Iku.

6 0 0
                                    

Prólogo.

—Tú y tu hermano me pertenecen. Así como me pertenecieron tus padres. —La expresión de ese sujeto era compasiva. No había por qué tenerle pavor.

Kuina se acercó a la composición de una masa irregular con rostro de señor. Un rostro sereno que conllevaba una naturaleza impredecible.

Parte I.

Ella se hallaba en una gruta o caverna. Húmeda y fría. Al levantarse, pues previamente se encontraba sentada, se percató del rastro baboso que marcaba el paso de alguna cosa. Giró la mirada en varias direcciones para verificar su paradero: efectivamente, era una cueva. Oscura y cochambrosa. Incluso aclaró la duda que había alcanzado su cerebro por el instinto innato de supervivencia: no hay una posible salida. Aunque como consuelo, el camino es suficientemente ancho como para que ella pueda caminar sin tocar la superficie a sus costados. El trayecto a lo lejos pretende un arco, que se forma desde el suelo hasta llegar al techo. Un umbral silencioso, lo único que se oye son gotas al caer, las que a su vez, generan eco a lo largo del lugar. Hay charcos y agujeros en las paredes que pueden contarse con los dedos de las manos. Pero será mejor no meter la mano en los mencionados hoyos.
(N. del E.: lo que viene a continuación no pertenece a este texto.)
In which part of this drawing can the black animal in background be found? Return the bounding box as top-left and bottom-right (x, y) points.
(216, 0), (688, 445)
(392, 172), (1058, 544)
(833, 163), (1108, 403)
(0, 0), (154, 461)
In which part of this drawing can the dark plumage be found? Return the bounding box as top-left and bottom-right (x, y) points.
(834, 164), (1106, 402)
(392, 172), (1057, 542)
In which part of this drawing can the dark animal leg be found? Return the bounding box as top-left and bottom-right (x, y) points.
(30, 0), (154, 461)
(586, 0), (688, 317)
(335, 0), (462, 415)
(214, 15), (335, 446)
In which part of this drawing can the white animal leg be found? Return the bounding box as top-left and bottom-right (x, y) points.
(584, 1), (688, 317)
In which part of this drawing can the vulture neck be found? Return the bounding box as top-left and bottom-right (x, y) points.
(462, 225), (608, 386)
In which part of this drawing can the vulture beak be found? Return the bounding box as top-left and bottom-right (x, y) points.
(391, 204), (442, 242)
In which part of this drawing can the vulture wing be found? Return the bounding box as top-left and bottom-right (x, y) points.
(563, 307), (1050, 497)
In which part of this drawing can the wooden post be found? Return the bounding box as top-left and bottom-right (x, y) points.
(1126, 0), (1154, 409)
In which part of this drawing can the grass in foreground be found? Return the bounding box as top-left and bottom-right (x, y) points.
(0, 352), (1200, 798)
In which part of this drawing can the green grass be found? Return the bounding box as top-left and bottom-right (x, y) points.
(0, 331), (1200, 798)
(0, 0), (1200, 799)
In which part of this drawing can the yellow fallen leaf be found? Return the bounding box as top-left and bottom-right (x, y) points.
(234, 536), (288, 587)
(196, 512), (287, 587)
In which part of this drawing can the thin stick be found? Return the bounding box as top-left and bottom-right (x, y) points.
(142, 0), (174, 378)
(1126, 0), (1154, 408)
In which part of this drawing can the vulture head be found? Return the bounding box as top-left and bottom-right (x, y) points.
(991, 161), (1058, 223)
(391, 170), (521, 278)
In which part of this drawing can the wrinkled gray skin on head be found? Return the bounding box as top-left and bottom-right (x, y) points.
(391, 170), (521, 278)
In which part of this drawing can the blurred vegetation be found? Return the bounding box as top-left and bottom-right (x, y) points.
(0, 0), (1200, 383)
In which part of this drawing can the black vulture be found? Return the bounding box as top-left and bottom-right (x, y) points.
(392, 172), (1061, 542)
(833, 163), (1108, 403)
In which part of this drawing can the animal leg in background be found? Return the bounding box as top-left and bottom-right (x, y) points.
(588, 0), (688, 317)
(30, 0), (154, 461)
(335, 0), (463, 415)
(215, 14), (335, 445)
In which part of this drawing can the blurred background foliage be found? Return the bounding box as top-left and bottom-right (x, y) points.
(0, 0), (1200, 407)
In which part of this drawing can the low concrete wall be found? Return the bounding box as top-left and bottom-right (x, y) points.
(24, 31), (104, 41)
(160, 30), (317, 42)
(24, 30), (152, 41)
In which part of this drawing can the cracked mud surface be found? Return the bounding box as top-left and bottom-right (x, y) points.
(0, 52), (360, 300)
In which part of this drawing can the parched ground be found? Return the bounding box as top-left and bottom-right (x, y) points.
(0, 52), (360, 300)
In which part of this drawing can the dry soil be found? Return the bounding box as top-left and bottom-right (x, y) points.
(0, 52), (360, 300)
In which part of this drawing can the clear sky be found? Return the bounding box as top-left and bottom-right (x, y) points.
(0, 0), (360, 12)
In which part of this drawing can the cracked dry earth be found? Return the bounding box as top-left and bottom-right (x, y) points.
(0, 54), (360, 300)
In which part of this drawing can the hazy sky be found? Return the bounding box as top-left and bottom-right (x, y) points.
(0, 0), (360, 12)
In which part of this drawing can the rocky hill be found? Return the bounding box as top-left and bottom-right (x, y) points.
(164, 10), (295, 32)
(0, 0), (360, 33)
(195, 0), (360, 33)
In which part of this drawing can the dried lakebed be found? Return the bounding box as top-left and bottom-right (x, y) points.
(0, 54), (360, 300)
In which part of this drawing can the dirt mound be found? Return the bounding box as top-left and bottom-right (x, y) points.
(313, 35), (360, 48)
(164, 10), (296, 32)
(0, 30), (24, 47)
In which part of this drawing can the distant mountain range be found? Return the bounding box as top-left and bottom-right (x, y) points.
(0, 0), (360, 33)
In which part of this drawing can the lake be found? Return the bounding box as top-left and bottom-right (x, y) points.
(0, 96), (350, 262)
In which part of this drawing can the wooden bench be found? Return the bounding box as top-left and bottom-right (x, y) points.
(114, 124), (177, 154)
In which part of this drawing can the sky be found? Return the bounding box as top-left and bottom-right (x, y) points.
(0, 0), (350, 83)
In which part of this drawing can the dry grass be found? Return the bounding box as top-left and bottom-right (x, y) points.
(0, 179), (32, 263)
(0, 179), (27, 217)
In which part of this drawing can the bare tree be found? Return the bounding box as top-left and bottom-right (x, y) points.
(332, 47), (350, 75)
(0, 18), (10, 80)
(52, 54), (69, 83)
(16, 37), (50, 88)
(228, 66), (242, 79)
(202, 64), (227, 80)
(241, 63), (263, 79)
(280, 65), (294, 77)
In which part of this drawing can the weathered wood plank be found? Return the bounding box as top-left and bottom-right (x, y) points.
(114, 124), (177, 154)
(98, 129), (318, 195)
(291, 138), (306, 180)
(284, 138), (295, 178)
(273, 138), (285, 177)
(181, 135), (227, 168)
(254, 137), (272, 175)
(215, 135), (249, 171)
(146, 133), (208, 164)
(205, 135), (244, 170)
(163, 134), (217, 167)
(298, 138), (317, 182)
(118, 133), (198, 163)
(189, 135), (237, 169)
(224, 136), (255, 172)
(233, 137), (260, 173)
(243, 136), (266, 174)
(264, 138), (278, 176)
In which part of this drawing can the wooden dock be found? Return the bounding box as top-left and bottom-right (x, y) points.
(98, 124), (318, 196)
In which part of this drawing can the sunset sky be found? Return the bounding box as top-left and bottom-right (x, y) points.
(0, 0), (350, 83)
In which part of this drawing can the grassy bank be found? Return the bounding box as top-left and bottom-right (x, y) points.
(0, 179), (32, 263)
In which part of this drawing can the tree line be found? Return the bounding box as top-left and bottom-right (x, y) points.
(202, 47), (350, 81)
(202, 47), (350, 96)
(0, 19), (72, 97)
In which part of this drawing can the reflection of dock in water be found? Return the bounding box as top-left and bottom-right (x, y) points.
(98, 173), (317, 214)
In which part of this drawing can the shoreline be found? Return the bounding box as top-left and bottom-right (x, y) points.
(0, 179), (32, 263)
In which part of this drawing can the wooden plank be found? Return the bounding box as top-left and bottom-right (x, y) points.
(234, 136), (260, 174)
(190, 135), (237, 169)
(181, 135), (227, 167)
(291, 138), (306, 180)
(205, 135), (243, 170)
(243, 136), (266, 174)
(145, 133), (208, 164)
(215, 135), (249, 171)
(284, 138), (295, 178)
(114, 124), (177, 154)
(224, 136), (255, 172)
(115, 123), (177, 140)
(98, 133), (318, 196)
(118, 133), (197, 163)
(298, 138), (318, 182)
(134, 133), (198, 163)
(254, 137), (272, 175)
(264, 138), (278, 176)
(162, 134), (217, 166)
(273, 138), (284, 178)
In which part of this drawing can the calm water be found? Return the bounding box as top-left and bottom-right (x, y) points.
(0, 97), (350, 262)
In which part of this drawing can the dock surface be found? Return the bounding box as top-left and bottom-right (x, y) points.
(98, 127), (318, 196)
Harada Kuina es el tipo de niña que parece que su inocencia y dulzura es impenetrable. Cuya esencia de infanta, arraigaba inmunidad ante cualquier adversidad que trae consigo la vida, día con día.

Parpadeó y se frotó los ojos en señal de agobio. Respiró hondo y partió su camino. Al avanzar precisaba con curiosidad el baboso suelo que se extendía sin aparente terminal. No sólo en el piso por el que daba sus pasos, sino que además, ese estigma cambiaba de dirección a medida que transitaba. Del suelo, viajaba por el pie de las paredes, subiendo al tope de la cueva rocosa y volviendo al mismo punto. Como si la criatura que produjo el vestigio repugnante gozara arrastrarse por toda la cabida.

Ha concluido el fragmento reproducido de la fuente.